Dissolved in Ohio:

Chapter Six

Court Documents and Their Revelations

 

  

    Finally, the day came when they were able to go to court and face the judge and formally become Natasha’s parents.  Along with them were other Amrex families, one being the BBAS couple with their perfectly behaved and well adjusted little boy from another orphanage.

    Tatyana Dmitrievya adamantly cautioned each unaccredited, umbrellaing agency family not to utter the name of their agencies to the judge, prosecutor or social worker. It was very important for them to say they had met their children when they first came to Amur, and not received any videos or medical reports from their agency. As far as the court was to know, they were all Beacon House clients.

    The judge granted the adoption without a hitch and, in true Amrex Amur fashion, waived everybody’s ten-day waiting period.  However, everyone’s time in Russia was going to add up to 21 days, without the ten days waived.  

    It was only after Natasha was declared theirs that the final bit of wrapping paper fell of the package.

    Shortly afterwards the Ponishes received Natasha’s untranslated court adoption documents. They couldn’t read a word, but were told by Tatyana they would get an English translation the next day.

    That night, they turned to Christina Zima for help in translating the documents.  Christina’s husband was a Russian and she had spent five years living in Russia with him.  She was fluent in the language and was able to translate what the documents revealed.

    When Christina began to translate the two-page “Court Ruling By Default” as to why Natasha had been released for adoption, the Ponishes learned that nothing they had been led to believe about Natasha’s biological origins was true. 

    Natasha had been born in a hospital in the City of Svobodny to a 27-year old woman who we will call Stacy.  Three days after Natasha was born, Stacy left her baby in the maternity ward and “wrote a statement of relinquishment of her parental rights.”

    Stacy left the hospital a few days after Natasha’s birth and the baby remained in the hospital until November 1999, where at 6 months of age she was transferred to the Specialized Dom Rebyonka Orphanage of the City of Blagoveshchensk.

    From the moment of Natasha’s birth, Stacy did not come to visit Natasha or take any interest in her well-being.  Nor did she petition the local Department of Education to have her rights reinstated as the girl’s mother.

    Stacy had another daughter, whom we will call Hope, who was 11 years old. Hope had also been taken from Stacy, and her whereabouts are unknown.

    Here is the most startling statement in this document, where it clearly states the kind of lifestyle Stacy was living while pregnant with Natasha:

 

[Stacy] abused of alcoholic beverages.  She was unemployed more than five years.  She was drifting and lived an immoral life.  She has not taken any interest in her child’s fate or made attempts to take back the child from the hospital and Dom Reb[yonka Orphanage.

 

    But why wasn’t this information clearly stated prior to the court date or on Natasha’s medical sheet?  Knowing that Natasha’s mother abused alcohol is an indicator of FAE and even full-blown FAS. And God knows what other substances Stacy was abusing during her pregnancy with Natasha. Or even what STDs she may have had.

    Another odd thing about this court ruling is the timeline of Natasha’s life in Russia. She was born in May 1999, placed in the Baby Home in Blagoveshchensk in November 1999 and Stacy’s rights were formally terminated on April 21, 2000 when Natasha was 11 months old.

    How is it then, that Natasha had not been placed up for adoption prior to Amrex sending her videotape to BBAS in June 2001?  She was two years old; usually a female referral, as soon as they are off the database in Moscow, are available for adoption. September 2000 would have been the six month deadline for the Moscow database. Surely Tatyana know when a little girl’s referral was coming up for adoption. The little girls were easy sellers.

    Or, perhaps Natasha’s referral had been viewed already, by different Amrex families through several of their agencies?  Maybe she had been viewed by other Americans, and summarily rejected by them. Anything is possible. 

    Mrs.

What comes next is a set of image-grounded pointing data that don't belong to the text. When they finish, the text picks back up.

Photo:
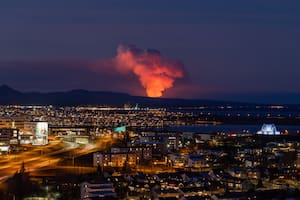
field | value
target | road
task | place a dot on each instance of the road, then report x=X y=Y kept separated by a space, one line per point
x=38 y=158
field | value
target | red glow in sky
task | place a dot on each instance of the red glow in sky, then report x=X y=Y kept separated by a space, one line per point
x=155 y=73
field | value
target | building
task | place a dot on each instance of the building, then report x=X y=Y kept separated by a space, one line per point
x=8 y=137
x=97 y=190
x=268 y=129
x=115 y=158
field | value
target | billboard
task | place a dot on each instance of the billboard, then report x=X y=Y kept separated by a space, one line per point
x=40 y=134
x=120 y=129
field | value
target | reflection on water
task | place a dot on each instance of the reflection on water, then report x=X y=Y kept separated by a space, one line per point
x=228 y=128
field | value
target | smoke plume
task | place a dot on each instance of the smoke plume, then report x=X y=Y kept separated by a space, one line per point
x=156 y=74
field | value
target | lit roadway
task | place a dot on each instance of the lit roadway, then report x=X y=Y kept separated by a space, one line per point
x=39 y=158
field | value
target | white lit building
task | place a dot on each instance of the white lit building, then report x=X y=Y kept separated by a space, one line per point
x=268 y=129
x=94 y=189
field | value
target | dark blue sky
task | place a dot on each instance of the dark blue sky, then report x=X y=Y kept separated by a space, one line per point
x=226 y=46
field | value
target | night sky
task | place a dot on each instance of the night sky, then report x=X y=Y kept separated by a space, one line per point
x=227 y=47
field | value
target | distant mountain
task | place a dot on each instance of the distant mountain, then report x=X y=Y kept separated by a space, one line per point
x=10 y=96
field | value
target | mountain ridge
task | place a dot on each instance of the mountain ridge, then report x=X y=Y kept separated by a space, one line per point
x=10 y=96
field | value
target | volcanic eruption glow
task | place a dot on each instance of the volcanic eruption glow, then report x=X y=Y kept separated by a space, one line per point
x=155 y=73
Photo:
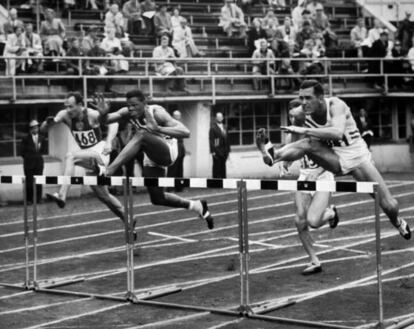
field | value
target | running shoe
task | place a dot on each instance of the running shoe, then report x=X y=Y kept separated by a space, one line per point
x=312 y=268
x=404 y=229
x=55 y=197
x=333 y=222
x=206 y=215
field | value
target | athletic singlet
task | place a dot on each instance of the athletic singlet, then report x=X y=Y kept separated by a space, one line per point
x=84 y=134
x=351 y=134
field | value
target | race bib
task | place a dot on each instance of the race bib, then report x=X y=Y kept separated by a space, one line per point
x=85 y=138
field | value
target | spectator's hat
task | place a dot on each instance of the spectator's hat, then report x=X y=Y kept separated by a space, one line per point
x=33 y=123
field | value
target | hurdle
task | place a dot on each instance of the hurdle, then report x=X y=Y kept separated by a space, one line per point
x=242 y=186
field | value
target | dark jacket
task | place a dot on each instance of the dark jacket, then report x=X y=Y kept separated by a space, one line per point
x=32 y=157
x=219 y=143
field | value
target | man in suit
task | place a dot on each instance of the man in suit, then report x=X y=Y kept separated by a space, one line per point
x=176 y=169
x=219 y=146
x=31 y=150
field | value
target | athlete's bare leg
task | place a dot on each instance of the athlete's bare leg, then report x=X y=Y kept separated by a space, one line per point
x=154 y=146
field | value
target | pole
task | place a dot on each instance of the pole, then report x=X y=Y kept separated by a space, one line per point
x=26 y=235
x=35 y=285
x=379 y=262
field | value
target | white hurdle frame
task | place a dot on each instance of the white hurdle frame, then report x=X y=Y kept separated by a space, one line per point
x=242 y=187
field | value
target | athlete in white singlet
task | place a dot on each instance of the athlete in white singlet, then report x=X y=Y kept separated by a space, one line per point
x=156 y=133
x=333 y=124
x=84 y=124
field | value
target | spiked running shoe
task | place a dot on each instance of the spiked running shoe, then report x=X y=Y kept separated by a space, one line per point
x=55 y=197
x=404 y=229
x=206 y=215
x=333 y=222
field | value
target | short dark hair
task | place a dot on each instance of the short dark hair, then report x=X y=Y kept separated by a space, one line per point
x=294 y=103
x=136 y=93
x=77 y=95
x=315 y=84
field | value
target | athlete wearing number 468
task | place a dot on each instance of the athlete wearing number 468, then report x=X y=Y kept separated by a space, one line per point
x=84 y=124
x=332 y=140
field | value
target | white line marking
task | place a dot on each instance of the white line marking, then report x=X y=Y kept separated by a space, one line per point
x=73 y=317
x=40 y=307
x=171 y=237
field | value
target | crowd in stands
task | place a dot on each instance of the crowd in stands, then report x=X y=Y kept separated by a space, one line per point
x=306 y=33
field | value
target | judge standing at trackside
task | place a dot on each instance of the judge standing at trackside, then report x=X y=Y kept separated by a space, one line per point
x=219 y=146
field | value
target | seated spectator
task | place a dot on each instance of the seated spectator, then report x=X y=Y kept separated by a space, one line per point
x=406 y=32
x=34 y=48
x=52 y=32
x=89 y=40
x=232 y=19
x=261 y=65
x=297 y=14
x=168 y=67
x=285 y=68
x=255 y=32
x=15 y=46
x=183 y=41
x=287 y=31
x=12 y=22
x=148 y=8
x=176 y=18
x=132 y=12
x=313 y=6
x=379 y=49
x=358 y=35
x=114 y=18
x=72 y=66
x=375 y=32
x=304 y=34
x=321 y=25
x=162 y=22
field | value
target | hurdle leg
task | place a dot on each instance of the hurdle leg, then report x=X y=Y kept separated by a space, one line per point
x=379 y=261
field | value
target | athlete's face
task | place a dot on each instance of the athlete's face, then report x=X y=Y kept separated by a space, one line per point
x=310 y=102
x=72 y=107
x=136 y=108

Ponish would like us to say she strongly believes Amrex and Tatyana conspired to keep Natasha’s birth origins hidden from them, even after they had expressed concerns about her. 

    Of course, it had been Denise Hubbard’s responsibility to warn her clients about the huge risk of adopting a child with FAS/FAE from Russia.  It was her job to warn her clients about these things.

     With the Ponishes, she failed miserably.